Reference for harmonic functions in cylinders Question. What is a good reference (textbook, article etc.) to learn more about harmonic functions on finite (and infinite) cylinders?
I am trying to gain a better understanding of the behavior of harmonic functions $u$ defined on cylindrical domains $C_{R,L}$ of the form
\begin{equation}
C_{R,L} := D_R \times (-L,L) \subset \mathbf{R}^3,
\end{equation}
where $D_R$ is the disc of radius $R > 0$, and $L$ may be finite or infinite.
I have asked a couple of questions around this recently, but I've come to realize that I don't know the background theory well enough.
Remark.
I should say that ultimately I am trying to gain a better feel for related, but non-linear problems, so I would prefer a recommendation that emphasizes methods that can be generalized.
For clarity, I am listing some examples of the questions that I am specifically interested in.

*

*The solvability of the Dirichlet problem on the infinite cylinder $D_R \times \mathbf{R}$ with periodic boundary data $f: \partial D_R \times \mathbf{R} \to \mathbf{R}$.
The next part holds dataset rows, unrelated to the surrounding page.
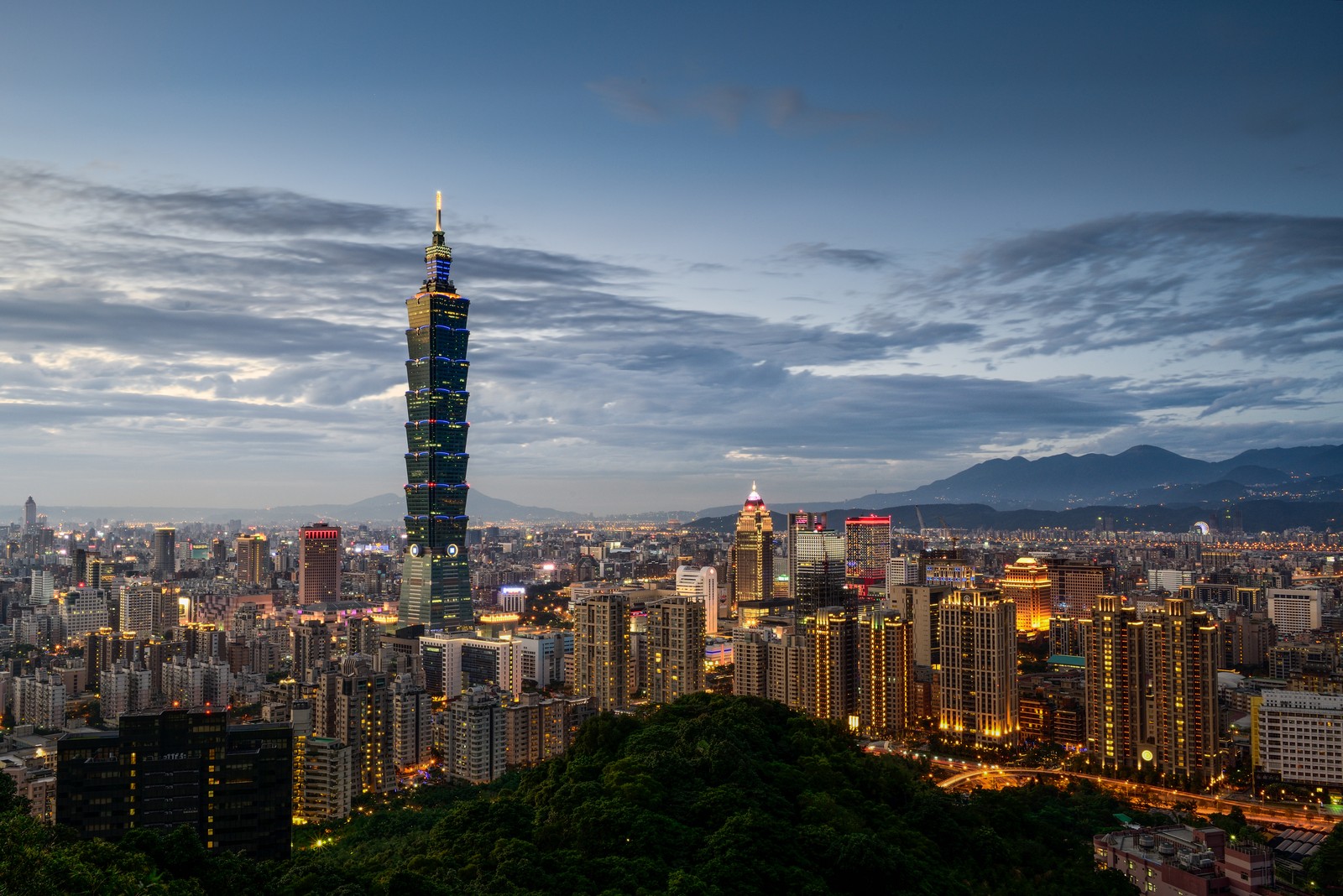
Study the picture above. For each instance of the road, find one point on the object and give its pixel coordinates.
(1313, 817)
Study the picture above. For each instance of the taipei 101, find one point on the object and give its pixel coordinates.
(696, 450)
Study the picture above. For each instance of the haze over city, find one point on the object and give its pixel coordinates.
(833, 250)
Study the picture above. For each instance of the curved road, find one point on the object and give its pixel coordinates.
(1299, 815)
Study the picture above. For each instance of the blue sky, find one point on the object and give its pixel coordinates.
(830, 248)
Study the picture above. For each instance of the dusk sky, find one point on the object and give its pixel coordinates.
(829, 247)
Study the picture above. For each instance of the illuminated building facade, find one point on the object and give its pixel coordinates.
(676, 649)
(866, 551)
(1027, 582)
(436, 580)
(751, 557)
(818, 570)
(253, 555)
(163, 553)
(319, 564)
(886, 675)
(830, 664)
(1152, 691)
(602, 651)
(978, 685)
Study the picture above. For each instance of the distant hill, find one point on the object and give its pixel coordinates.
(1143, 474)
(1249, 515)
(383, 508)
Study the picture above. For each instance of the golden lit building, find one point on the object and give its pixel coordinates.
(1027, 582)
(886, 674)
(978, 681)
(602, 651)
(751, 557)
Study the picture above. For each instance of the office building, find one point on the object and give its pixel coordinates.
(544, 655)
(1152, 691)
(458, 662)
(920, 607)
(232, 784)
(830, 665)
(163, 555)
(751, 555)
(1295, 609)
(886, 672)
(866, 553)
(319, 564)
(675, 649)
(253, 560)
(1074, 584)
(353, 706)
(978, 680)
(818, 570)
(906, 569)
(602, 667)
(799, 521)
(1027, 582)
(702, 585)
(436, 578)
(476, 737)
(1298, 737)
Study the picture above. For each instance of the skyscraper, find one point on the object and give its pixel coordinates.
(253, 555)
(676, 649)
(751, 562)
(602, 651)
(163, 560)
(319, 564)
(817, 569)
(978, 690)
(866, 551)
(436, 581)
(1027, 582)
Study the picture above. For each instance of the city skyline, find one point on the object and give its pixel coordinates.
(836, 255)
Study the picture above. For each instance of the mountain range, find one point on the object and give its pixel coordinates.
(1142, 477)
(1138, 477)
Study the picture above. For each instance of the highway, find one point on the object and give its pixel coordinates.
(970, 774)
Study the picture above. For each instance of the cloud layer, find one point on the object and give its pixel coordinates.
(246, 345)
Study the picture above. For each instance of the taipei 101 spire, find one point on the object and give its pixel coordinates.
(436, 580)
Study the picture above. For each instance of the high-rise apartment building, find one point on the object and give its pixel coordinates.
(232, 784)
(1027, 582)
(866, 551)
(436, 578)
(1295, 609)
(355, 706)
(1074, 584)
(818, 570)
(799, 521)
(751, 555)
(253, 555)
(676, 649)
(920, 607)
(702, 585)
(163, 553)
(602, 651)
(830, 685)
(1189, 732)
(476, 737)
(886, 674)
(319, 564)
(978, 680)
(1152, 690)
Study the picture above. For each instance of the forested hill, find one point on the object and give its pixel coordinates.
(711, 795)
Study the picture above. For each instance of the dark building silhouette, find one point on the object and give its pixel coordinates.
(176, 768)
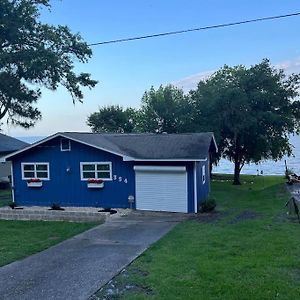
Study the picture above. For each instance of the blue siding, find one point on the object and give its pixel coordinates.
(67, 189)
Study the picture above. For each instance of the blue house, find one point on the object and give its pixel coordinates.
(159, 172)
(8, 145)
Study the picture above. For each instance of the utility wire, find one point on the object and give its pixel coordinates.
(195, 29)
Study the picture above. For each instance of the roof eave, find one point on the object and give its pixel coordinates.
(126, 158)
(59, 135)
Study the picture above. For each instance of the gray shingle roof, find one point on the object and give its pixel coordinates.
(9, 144)
(150, 146)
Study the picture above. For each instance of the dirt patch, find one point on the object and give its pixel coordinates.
(121, 285)
(209, 217)
(243, 216)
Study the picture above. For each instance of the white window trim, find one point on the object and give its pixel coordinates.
(61, 149)
(35, 163)
(203, 175)
(96, 163)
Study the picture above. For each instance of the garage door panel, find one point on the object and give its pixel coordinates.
(161, 191)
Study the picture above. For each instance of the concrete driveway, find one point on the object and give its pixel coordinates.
(78, 267)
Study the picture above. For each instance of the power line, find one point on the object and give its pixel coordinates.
(195, 29)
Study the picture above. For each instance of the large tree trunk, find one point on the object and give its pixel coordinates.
(237, 170)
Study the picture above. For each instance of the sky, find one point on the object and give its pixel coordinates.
(126, 70)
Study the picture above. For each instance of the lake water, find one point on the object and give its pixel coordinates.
(267, 167)
(225, 166)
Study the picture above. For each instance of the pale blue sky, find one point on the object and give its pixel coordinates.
(126, 70)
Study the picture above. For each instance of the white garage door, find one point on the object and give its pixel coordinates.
(161, 188)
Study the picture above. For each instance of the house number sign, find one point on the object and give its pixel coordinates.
(120, 179)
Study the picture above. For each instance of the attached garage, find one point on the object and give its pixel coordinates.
(161, 188)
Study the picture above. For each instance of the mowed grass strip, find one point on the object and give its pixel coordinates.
(250, 249)
(19, 239)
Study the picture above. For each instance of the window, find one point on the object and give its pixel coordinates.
(96, 170)
(65, 145)
(35, 170)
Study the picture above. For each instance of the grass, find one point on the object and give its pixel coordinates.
(248, 250)
(19, 239)
(5, 197)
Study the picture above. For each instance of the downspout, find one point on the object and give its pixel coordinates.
(195, 189)
(12, 182)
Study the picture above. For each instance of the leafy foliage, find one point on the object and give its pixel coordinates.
(251, 111)
(113, 119)
(166, 109)
(35, 55)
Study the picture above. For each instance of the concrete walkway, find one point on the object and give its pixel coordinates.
(78, 267)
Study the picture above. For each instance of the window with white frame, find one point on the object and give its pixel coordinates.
(96, 170)
(203, 174)
(35, 170)
(65, 145)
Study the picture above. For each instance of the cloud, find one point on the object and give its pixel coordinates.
(190, 82)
*The behaviour of these solutions: for example, I would expect them to have a mix of 'oscillatory regimes', which might make way for 'exponentially growing regimes' as $z \to \pm \infty$.

*The construction of solutions in the slab $\mathbf{R}^2 \times (-L,L)$ via the passage to the limit $R \to \infty$. Which estimates and methods are used to establish existence and non-vanishing of the limit?

 A: First, some general background. For a bounded domain, the boundary value problem is solved by the Poisson formula, however an explicit form of the Poisson kernel for a cylinder of finite length is probably too complicated for a practical use. For unbounded domains, one needs an additional growth restriction to ensure uniqueness. For example, that the boundary data and the solution for a cylinder are bounded, but this condition can be substantially relaxed. Poisson formula for a slab
is relatively simple and it is written in
MR4238605
Madych, W. R.
Harmonic functions in slabs and half-spaces. Harmonic analysis and applications, 325–359,
Springer Optim. Appl., 168, Springer, Cham, 2021.
For the circular cylinder you may look into
MR3595961
D. Khavinson, E. Lundberg, and H. Render,
Dirichlet's problem with entire data posed on an ellipsoidal cylinder,
Potential Anal. 46 (2017), no. 1, 55–62.
MR1094495
Yoshida, H.
Harmonic majorization of a subharmonic function on a cone or on a cylinder.
Pacific J. Math. 148 (1991), no. 2, 369–395.
Qiao, Lei,
Asymptotic behavior of Poisson integrals in a cylinder and its application to the representation of harmonic functions,
Bull. Sci. Math. 144 (2018), 39–54.
MR2904138
Ancona, Alano,
On positive harmonic functions in cones and cylinders,
Rev. Mat. Iberoam. 28 (2012), no. 1, 201–230.
Look also at the reference list in these papers.
For the infinite cylinder with periodic $L^1$ boundary conditions, there is a unique periodic solution. It is also unique among Dirichlet solutions which grow slower than $x^\omega$, where $\omega$ is the smallest Dirichlet eigenvalue of $D$. Similar results are available for the slab.